CodePudding user response:
Can you try this one:
final.to_csv("spend.csv")
If this is not what you expect please provide more details
CodePudding user response:
Here is a minimal demo reproducing your problem:
import pandas as pd
data = {
'Phone': ['x', 'x', 'x'],
'BID': ['x', 'x', 'x'],
'P_NAME': ['x', 'x', 'x'],
'STATE': ['x', 'x', 'x'],
'VILLAGE': ['x', 'x', 'x'],
'TALUK': ['1', '2', '1'],
'DISTRICT': ['x', 'x', 'x'],
'AMOUNT': [3, 4, 5],
'CUST_NUMB': ['12', '13', '14'],
'DATE': ['20211025', '20211025', '20211025']
}
gg = pd.DataFrame(data)
final = pd.DataFrame(gg.groupby(['Phone', 'BID', 'P_NAME',
'STATE', 'VILLAGE', 'TALUK', 'DISTRICT'])

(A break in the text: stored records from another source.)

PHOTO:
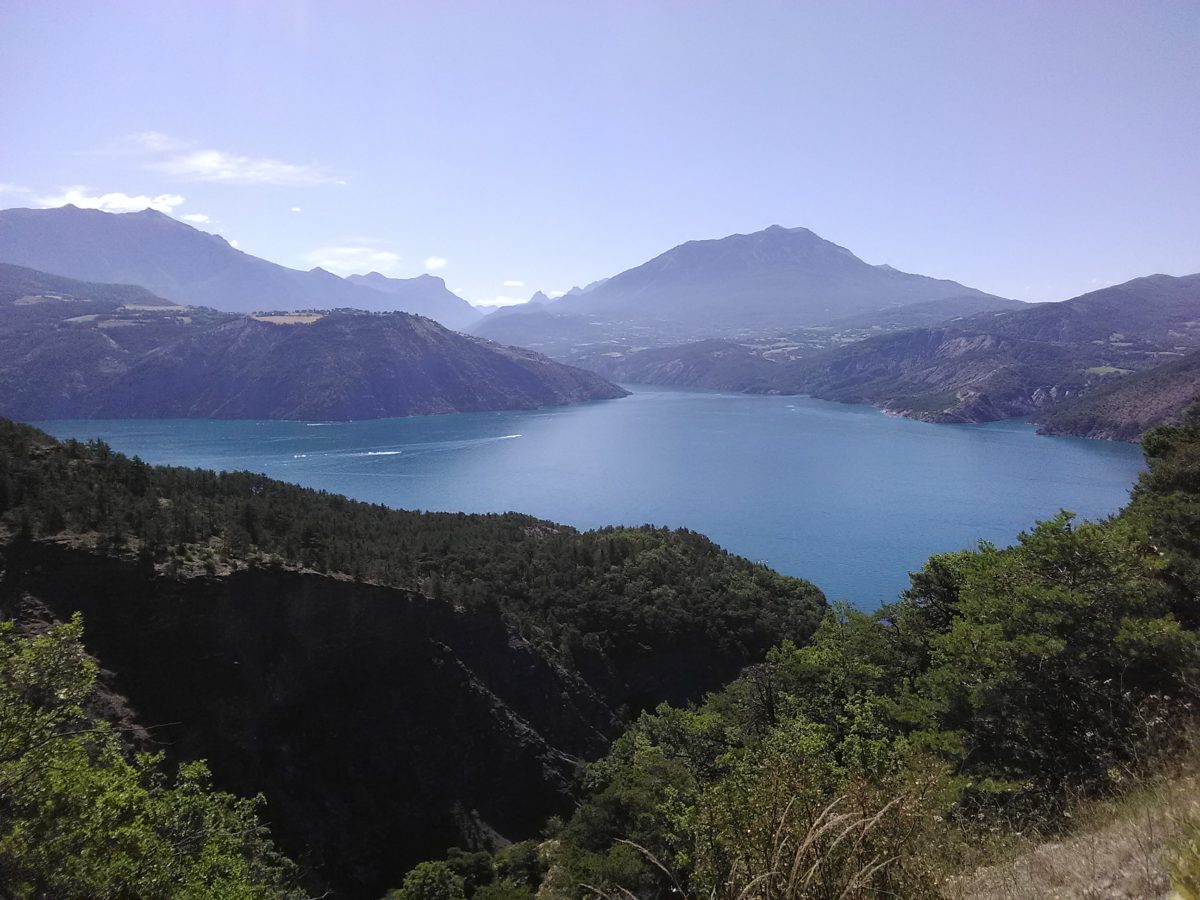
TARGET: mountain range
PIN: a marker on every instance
(76, 349)
(1043, 359)
(744, 285)
(180, 263)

.agg({'AMOUNT': 'sum', 'CUST_NUMB': 'count', 'DATE': 'max'}))
print(final)
# AMOUNT CUST_NUMB DATE
# Phone BID P_NAME STATE VILLAGE TALUK DISTRICT
# x x x x x 1 x 8 2 20211025
# 2 x 4 1 20211025
Use reset_index()
to convert the groups to columns:
final = final.reset_index()
print(final)
# Phone BID P_NAME STATE VILLAGE TALUK DISTRICT AMOUNT CUST_NUMB DATE
# 0 x x x x x 1 x 8 2 20211025
# 1 x x x x x 2 x 4 1 20211025
Add new column avg_spend
and write in CSV
:
final['avg_spend'] = final['AMOUNT'] / final['CUST_NUMB']
print(final)
# Phone BID P_NAME STATE ... AMOUNT CUST_NUMB DATE avg_spend
# 0 x x x x ... 8 2 20211025 4.0
# 1 x x x x ... 4 1 20211025 4.0
final.to_csv("spend.csv", index=False)